Chancellor Rachel Reeves’s disastrous Budget is causing more havoc by the day. Deputy Prime Minister Angela Rayner is its latest victim
Rachel Reeves’s Budget tax raid has shot down Angela Rayner’s housebuilding plans
We knew Rachel Reeves would be a disaster after she kicked off her tenure by making the politically inept decision to rob 10million pensioners of their Winter Fuel Payment. She thought it made her look tough but instead she just looked out of touch.
Reeves, in collusion with PM Keir Starmer, then made another awful decision: to talk down the UK economy and warn of Budget tax hikes.
This terrified businesses and consumers and stopped the economic recovery in its tracks.
Labour’s Budget in October was even more brutal than expected, with £40billion of tax hikes and an extra £30billion worth of government borrowing.
There’s so much to criticise but I’ll focus on the misfiring decision that will soon see Angela Rayner hopping around in agony.
Reeves loaded £25billion of extra national insurance (NI) charges onto employers, while increasing the national living wage by an inflation-busting 6.7%.
Everybody from the Bank of England to the Confederation of British Industry has been warning that this will squeeze business profits, drive up inflation and knock growth.
It will also destroy the only idea Starmer and Reeves had for boosting growth. They pledged to “to get Britain building again”, by constructing 1.5million homes in five years.
Rayner was charged with delivering that, in her role as Secretary of State for Housing, Communities and Local Government. And Reeves has just wrecked her slim chances of success.
The chancellor’s Budget NI raid and minimum wage hike will drive even more construction companies out of business because they can’t afford the added cost of employing the necessary workers.
Contractors are already falling like dominoes.

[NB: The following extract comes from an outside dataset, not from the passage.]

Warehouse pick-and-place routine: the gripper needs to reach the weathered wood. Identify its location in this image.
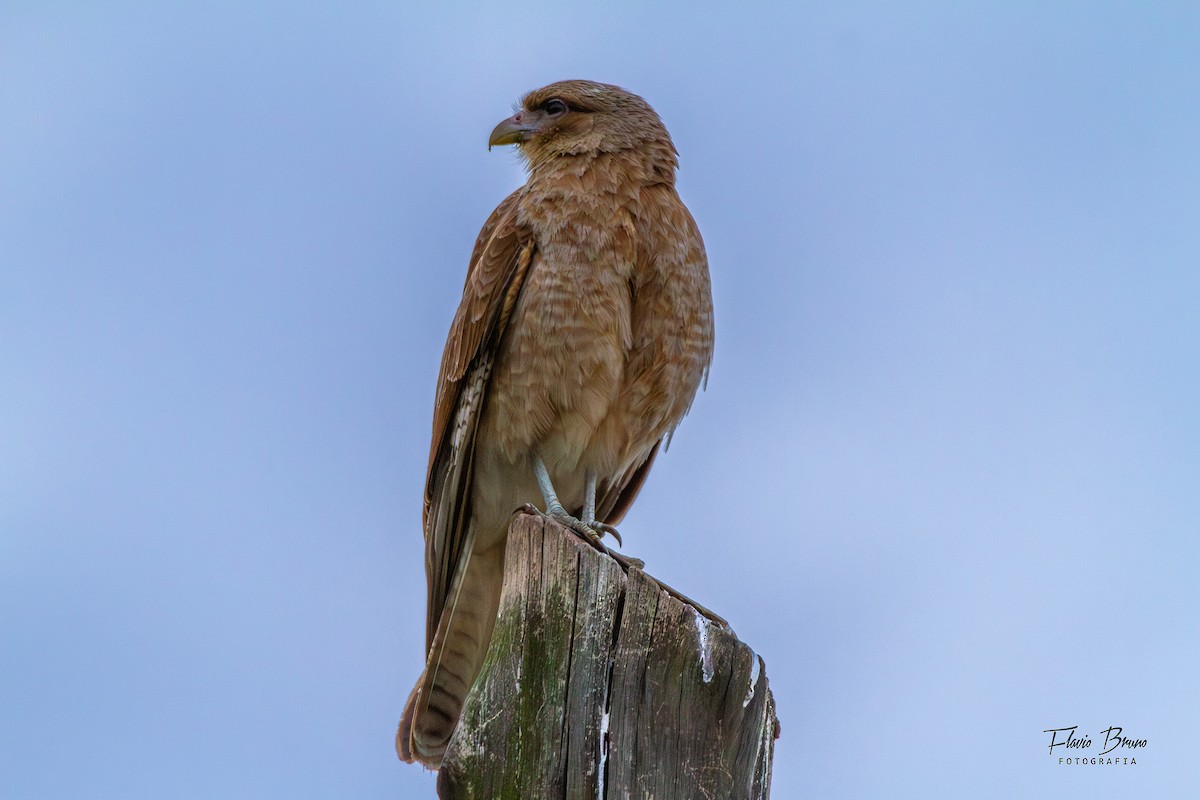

More than 4,200 building firms have gone bust so far this year, according to property development body the Considerate Constructors Scheme (CCS).
Construction firm ISG, which held government contracts worth billions of pounds, is just the latest to collapse. There will be many more once that NI raid bites next April.
CCS executive chairman Amit Oberoi said Budget NI hikes are making it “harder for smaller firms to hire staff, offer pay rises and create jobs”.
Developers are on a “knife edge”, he told the Daily Telegraph. “We won’t see the depths of this until probably the middle of next year.”
This won’t just stop private housing developments in their tracks. It will also destroy the social housing boom that Rayner is desperate to engineer.
Reeves is a one-woman wrecking ball.
Labour’s plan to build 1.5million homes was always pie in the sky.
Back on July 22, I wrote that Starmer didn’t stand a chance of hitting that fanciful target.
Four months later, on November 20, planning minister Matthew Pennycook belatedly admitted this would be “more difficult” than Labour thought in opposition.
You don’t say.
What exactly was Labour thinking in opposition? Whatever it was, it’s collapsed at the first collision with reality.
There’s already a desperate shortage of workers in the construction industry. Now Reeves has made employing them even more expensive.
House completions will fall as a result. More builders will go bust. Rayner will fail. The housing crisis will drag on.
This is partly Rayner’s fault, by the way.
Her flagship workers’ rights reform will cost businesses far more than the £5billion ministers originally claimed, leading to wage cuts, job losses and even failed companies.
That will also sink Labour’s house building plans. So first, Reeves shot Rayner in the foot. Then Rayner shot herself in the foot. It would be funny if it wasn’t such a disaster.